Active investors feel like they are walking a tight rope without a circus net. The public is a nervous wreck as the virus worry seems to have reach DEFCON 2. Wall Street is now in a fourth week of heightened volatility. After a wrath of central bank stimulus, rising fiscal response hopes, and many wannabe epidemiologists hopes for an April plateau of the virus in the US being dashed, risk aversion appears here to stay. Financial markets were far too optimistic on the economic impact of the virus and with the earnings outlook for the remainder of the year. A US recession seems unavoidable and markets seem poised to remain panicked and that means US stocks may not be near rock bottom.
FX
The king of FX is once again the Japanese yen with the Swiss franc next in line for the throne. Risk aversion is seeing the two favored safe-haven trades remain firmly in place. The dollar has destroyed the interest rate differential and will now see itself become a funding currency. Central bank action will provide some whipsaws, but we will likely see FX remain a virus trade.
Oil
Oil’s worst-case scenario seems to be coming true. The coronavirus is paralyzing economies across the world and no-one has any clue how much worse it will get. The virus spread across Europe and the US is a gamechanger for oil demand prospects. You can basically start pricing a complete collapse in crude demand for much of the world. West Texas Intermediate crude seems set to make a run to the mid-$20s this week, with another crash possibly finding support at the psychological $20 level.

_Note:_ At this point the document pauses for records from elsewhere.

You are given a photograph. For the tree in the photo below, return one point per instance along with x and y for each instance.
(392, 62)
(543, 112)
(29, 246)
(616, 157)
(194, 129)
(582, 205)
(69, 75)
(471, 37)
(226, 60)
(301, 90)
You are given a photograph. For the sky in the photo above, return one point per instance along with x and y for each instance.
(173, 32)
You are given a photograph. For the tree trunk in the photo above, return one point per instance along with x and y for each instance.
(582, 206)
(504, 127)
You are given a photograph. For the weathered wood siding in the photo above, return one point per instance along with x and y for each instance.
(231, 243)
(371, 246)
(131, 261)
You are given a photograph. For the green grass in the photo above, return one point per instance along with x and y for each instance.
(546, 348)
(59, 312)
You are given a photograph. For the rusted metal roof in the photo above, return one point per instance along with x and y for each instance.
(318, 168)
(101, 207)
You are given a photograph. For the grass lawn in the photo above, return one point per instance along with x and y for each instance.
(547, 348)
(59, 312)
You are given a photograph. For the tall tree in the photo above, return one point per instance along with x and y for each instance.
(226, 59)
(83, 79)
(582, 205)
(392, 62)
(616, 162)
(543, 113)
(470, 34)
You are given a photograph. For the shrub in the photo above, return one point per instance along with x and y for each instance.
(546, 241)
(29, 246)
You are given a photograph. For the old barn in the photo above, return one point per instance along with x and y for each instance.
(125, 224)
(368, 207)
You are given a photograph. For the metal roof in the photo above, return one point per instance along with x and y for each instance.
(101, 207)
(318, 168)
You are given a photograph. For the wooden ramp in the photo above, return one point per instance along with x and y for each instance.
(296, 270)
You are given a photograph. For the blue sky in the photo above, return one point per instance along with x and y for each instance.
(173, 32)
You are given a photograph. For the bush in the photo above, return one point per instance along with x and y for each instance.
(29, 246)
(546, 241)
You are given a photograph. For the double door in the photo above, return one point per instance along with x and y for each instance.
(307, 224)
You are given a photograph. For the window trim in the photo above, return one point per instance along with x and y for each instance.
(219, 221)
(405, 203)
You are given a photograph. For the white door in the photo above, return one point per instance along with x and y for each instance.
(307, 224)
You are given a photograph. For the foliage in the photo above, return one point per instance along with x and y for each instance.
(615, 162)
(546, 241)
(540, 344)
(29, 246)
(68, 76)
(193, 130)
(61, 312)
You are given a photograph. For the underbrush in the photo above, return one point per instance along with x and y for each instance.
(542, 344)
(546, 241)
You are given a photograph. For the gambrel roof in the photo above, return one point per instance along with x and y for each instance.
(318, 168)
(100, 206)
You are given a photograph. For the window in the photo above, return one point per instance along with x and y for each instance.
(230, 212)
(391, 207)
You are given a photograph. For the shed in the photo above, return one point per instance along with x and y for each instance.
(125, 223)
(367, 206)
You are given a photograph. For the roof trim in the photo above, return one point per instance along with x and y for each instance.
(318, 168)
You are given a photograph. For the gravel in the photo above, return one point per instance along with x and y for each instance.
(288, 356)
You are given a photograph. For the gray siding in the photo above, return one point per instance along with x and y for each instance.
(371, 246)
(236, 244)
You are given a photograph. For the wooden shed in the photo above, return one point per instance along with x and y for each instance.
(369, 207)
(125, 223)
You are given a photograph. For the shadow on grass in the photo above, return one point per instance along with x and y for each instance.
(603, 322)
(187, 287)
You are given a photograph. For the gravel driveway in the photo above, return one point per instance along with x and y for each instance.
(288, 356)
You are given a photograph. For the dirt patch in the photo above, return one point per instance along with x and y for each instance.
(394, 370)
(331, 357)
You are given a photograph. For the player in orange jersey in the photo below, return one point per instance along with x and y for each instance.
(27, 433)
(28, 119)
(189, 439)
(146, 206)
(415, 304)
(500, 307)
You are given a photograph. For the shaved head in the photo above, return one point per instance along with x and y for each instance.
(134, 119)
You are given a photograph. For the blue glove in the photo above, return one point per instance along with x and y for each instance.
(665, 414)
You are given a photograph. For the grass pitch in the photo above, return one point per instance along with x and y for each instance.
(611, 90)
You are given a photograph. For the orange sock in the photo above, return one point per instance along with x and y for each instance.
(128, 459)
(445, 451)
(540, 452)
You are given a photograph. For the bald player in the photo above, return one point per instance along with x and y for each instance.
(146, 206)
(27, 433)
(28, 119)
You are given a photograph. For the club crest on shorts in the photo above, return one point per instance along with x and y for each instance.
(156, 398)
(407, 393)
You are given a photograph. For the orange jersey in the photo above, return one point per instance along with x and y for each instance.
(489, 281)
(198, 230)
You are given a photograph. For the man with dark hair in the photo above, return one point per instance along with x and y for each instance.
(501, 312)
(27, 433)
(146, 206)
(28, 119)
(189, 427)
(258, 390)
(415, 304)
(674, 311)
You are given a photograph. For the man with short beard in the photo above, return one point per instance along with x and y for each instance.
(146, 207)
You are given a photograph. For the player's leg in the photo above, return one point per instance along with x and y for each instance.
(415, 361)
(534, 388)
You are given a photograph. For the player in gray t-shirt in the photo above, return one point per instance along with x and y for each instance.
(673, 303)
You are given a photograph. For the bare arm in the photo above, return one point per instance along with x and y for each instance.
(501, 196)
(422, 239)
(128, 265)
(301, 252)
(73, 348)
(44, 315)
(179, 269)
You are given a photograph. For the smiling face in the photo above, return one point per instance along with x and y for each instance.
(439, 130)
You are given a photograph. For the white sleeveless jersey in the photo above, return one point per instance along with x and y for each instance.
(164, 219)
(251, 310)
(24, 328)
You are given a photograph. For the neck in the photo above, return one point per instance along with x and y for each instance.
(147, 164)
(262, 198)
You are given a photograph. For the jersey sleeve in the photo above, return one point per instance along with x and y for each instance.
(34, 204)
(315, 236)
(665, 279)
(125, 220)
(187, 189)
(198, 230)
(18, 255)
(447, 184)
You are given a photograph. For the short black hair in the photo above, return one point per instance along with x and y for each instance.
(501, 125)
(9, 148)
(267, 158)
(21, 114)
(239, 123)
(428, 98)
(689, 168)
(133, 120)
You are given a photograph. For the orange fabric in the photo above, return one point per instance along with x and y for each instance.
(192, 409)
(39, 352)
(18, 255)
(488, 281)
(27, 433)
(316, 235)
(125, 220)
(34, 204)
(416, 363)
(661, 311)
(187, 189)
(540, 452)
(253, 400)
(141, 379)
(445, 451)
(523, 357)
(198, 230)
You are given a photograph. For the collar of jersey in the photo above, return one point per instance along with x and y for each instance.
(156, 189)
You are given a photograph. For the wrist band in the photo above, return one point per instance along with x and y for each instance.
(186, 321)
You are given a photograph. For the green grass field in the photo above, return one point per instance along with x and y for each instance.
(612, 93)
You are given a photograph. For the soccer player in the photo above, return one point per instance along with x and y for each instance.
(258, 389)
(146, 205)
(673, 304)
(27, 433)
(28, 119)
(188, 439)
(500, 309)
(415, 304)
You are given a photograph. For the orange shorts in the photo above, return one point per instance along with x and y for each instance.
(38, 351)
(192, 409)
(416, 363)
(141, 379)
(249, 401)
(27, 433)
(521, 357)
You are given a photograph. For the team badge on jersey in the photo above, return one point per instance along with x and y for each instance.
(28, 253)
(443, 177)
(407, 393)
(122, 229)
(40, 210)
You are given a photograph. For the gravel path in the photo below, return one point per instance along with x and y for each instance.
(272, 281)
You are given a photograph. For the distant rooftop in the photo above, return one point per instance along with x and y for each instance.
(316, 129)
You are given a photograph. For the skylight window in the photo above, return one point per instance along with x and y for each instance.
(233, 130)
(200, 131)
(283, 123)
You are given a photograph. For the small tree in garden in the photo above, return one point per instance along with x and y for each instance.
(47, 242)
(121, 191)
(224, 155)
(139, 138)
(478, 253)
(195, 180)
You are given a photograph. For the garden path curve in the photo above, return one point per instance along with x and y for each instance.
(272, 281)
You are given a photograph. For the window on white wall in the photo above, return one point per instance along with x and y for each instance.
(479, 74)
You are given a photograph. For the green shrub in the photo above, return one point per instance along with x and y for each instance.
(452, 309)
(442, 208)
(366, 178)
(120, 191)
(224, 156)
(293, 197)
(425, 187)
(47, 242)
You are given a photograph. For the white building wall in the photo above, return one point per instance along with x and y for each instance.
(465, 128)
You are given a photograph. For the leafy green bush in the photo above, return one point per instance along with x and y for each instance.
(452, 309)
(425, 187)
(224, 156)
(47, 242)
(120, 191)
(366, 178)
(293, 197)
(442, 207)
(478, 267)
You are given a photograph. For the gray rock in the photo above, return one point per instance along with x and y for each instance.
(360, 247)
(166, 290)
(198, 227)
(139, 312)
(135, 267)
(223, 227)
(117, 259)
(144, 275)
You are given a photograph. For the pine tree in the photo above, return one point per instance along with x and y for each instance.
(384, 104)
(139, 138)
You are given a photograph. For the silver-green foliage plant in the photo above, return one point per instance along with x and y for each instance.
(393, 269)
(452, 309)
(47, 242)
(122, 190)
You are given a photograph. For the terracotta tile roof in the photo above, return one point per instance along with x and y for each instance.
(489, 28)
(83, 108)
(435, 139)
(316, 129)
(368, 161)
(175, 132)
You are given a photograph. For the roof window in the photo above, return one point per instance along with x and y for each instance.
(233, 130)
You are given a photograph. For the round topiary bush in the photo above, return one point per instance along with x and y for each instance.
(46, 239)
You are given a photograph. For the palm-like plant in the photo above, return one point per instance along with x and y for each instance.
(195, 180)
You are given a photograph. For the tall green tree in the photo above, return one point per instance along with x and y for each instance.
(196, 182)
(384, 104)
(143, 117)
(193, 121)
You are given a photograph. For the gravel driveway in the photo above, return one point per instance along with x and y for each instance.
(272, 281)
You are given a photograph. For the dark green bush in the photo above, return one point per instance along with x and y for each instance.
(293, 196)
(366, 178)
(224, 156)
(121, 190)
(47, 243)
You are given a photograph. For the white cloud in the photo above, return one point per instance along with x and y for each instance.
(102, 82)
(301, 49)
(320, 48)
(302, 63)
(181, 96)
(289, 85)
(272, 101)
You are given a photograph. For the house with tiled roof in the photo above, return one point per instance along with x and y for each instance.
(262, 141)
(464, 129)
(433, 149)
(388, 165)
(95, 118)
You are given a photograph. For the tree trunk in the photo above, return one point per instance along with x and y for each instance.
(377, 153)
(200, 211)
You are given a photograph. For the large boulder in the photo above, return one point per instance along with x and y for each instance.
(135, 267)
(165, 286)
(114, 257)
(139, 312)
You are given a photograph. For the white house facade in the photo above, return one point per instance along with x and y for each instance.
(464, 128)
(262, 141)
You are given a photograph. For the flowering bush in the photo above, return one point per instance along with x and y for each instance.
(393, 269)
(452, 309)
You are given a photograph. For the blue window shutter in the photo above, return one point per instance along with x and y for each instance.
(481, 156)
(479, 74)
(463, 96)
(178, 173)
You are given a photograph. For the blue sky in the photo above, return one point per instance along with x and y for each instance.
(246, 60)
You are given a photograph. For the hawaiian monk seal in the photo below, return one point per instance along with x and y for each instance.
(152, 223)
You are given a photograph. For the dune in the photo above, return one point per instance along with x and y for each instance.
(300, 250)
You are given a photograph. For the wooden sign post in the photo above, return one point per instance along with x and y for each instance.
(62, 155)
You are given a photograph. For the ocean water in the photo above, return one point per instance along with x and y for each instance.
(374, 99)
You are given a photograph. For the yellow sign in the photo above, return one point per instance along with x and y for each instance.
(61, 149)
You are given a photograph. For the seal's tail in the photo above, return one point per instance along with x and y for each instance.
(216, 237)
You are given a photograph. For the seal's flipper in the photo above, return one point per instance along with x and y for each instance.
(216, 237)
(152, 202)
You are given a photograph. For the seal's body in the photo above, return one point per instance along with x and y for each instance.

The collapse of OPEC + suggest that over the medium term that the supply side alone could warrant further selling pressure for Brent crude to test $20 level. Today, Brent crude fell below $30 for the first time since 2016 and is likely to see further pressure.
Saudi Aramco’s earnings call suggests oversupply concerns are here to stay. Aramco will take a huge hit on revenue due to this price war and could possibly lose up to $100 billion in revenue. Aramco will likely be forced to cut capital expenditures to reach their 12.3 million bpd production target, which means they will tap their reserves. The Aramco dividend will survive for now, but if Brent crude falls towards the $15 level, that may be the line in the sand for the Saudis. Currently, Aramco’s pre-breakeven before dividend is oil at the $15 level and if prices crash to around there, Saudis may be more willing to see a return of production cut talks with OPEC members, possibly without the Russians.
Gold
Calling a stock market bottom seems impossible right now with the unknown trajectory of the coronavirus spread, but that might not be the case for gold. Following two disastrous weeks, the scramble for cash made gold fall from the $1,700 level to $1,450, a typical reaction during heightened stock market selloffs (such as in 2006, 2008 and 2011). If gold is nearing a bottom, the line in the sand for this rebound trade would be the $1,400 an ounce level. If $1,400 is taken out, all bets are off and the downturn could selloff another 5%.